We also took into account our assessment of general economic, market and financial conditions and our experience in other transactions as well as our knowledge of the banking industry and our general experience in securities valuations.

In rendering this opinion, we have assumed, without independent verification, the accuracy and completeness of the financial and other information and representations contained in the materials provided to us by the Company and Parent and in the discussions with the respective management teams or representatives of the Company and Parent. In that regard, we have assumed that any financial forecasts, including, without limitation, the synergies and Company projections of the pro forma institution have been reasonably prepared on a basis reflecting the best currently available information and judgments and estimates of the Company and Parent and that such financial results will be realized in the amounts and at the times contemplated thereby. We are not experts in the evaluation of loan and lease portfolios for purposes of assessing the adequacy of the allowances for losses with respect thereto and have assumed and relied upon management’s estimates and projections. We were not retained to and did not conduct a physical inspection of any of the properties or facilities of the Company and Parent or their respective subsidiaries. In addition, we have not reviewed individual credit files nor have we made an independent evaluation or appraisal of the assets and liabilities of the Company and Parent or any of their respective subsidiaries, and we were not furnished with any such evaluations or appraisals.
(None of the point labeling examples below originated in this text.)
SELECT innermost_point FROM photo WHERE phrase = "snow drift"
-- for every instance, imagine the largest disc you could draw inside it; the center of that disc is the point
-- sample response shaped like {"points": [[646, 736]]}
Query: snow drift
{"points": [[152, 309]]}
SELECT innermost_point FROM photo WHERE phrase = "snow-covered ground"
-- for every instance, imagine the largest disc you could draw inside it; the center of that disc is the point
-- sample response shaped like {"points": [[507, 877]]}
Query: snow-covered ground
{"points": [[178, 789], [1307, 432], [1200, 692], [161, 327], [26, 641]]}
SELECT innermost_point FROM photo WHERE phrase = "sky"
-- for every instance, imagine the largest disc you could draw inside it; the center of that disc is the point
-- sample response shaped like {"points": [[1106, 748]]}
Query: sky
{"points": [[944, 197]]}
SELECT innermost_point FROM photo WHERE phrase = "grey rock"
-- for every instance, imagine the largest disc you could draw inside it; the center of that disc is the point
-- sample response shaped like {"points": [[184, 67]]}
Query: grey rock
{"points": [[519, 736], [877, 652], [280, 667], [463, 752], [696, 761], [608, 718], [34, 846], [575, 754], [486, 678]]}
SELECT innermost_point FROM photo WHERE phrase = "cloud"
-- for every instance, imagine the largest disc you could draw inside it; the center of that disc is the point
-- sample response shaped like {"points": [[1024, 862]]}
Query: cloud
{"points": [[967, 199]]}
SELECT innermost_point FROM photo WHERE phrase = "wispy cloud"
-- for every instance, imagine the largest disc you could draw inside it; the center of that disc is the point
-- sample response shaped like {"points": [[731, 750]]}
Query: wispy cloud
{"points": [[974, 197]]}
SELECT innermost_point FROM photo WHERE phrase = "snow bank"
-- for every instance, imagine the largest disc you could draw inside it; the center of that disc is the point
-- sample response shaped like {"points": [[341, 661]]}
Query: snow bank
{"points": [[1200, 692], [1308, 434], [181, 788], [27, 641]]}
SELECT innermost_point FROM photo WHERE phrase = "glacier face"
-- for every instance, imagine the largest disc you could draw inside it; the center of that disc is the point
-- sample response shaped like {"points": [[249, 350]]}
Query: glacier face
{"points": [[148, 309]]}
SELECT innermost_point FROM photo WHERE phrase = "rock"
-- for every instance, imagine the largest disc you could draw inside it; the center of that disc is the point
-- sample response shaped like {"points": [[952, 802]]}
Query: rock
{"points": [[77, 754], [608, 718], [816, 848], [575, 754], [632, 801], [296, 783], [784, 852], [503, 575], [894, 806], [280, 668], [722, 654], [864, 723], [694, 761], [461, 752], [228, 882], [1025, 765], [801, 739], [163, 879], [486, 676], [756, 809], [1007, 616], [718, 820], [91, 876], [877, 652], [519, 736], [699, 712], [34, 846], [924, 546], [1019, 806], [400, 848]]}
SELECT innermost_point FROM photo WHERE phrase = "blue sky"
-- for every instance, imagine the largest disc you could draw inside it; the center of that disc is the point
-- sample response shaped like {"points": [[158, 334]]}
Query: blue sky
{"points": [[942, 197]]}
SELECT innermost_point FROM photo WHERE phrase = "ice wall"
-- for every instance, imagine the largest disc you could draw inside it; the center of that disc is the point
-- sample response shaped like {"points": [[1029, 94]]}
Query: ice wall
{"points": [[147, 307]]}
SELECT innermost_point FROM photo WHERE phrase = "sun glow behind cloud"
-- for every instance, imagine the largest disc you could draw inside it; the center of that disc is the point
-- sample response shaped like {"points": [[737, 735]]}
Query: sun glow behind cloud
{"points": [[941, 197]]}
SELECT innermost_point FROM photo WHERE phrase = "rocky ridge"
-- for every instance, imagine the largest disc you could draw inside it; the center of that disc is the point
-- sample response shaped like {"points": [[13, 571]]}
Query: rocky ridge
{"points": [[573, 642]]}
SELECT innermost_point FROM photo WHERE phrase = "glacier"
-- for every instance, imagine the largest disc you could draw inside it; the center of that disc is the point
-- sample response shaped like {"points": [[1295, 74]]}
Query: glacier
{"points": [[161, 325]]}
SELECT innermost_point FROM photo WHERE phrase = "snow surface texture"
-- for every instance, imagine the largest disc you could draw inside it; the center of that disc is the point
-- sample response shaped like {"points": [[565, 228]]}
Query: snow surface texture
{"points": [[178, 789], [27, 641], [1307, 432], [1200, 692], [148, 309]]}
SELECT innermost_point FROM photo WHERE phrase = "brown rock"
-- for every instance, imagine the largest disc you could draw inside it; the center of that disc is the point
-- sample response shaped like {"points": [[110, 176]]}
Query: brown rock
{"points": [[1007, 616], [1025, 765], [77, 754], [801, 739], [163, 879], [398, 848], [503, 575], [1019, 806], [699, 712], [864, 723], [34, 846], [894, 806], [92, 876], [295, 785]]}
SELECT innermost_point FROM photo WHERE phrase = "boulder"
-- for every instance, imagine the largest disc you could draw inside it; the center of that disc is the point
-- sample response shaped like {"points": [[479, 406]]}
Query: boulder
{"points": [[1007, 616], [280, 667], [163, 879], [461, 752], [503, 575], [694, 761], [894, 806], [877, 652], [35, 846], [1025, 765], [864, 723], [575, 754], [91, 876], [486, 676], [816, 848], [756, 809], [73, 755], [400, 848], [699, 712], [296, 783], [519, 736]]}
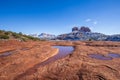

We have assumed that the Merger will be consummated substantially in accordance with the terms set forth in the Agreement. We have further assumed that the Merger will be accounted for as a purchase under generally accepted accounting principles. We have assumed that the Merger is, and will be, in compliance with all laws and regulations that are applicable to the Company and Parent. In rendering this Opinion, we have been advised by the Company and Parent, and we have assumed that there are no factors that would impede any necessary regulatory or governmental approval of the Merger.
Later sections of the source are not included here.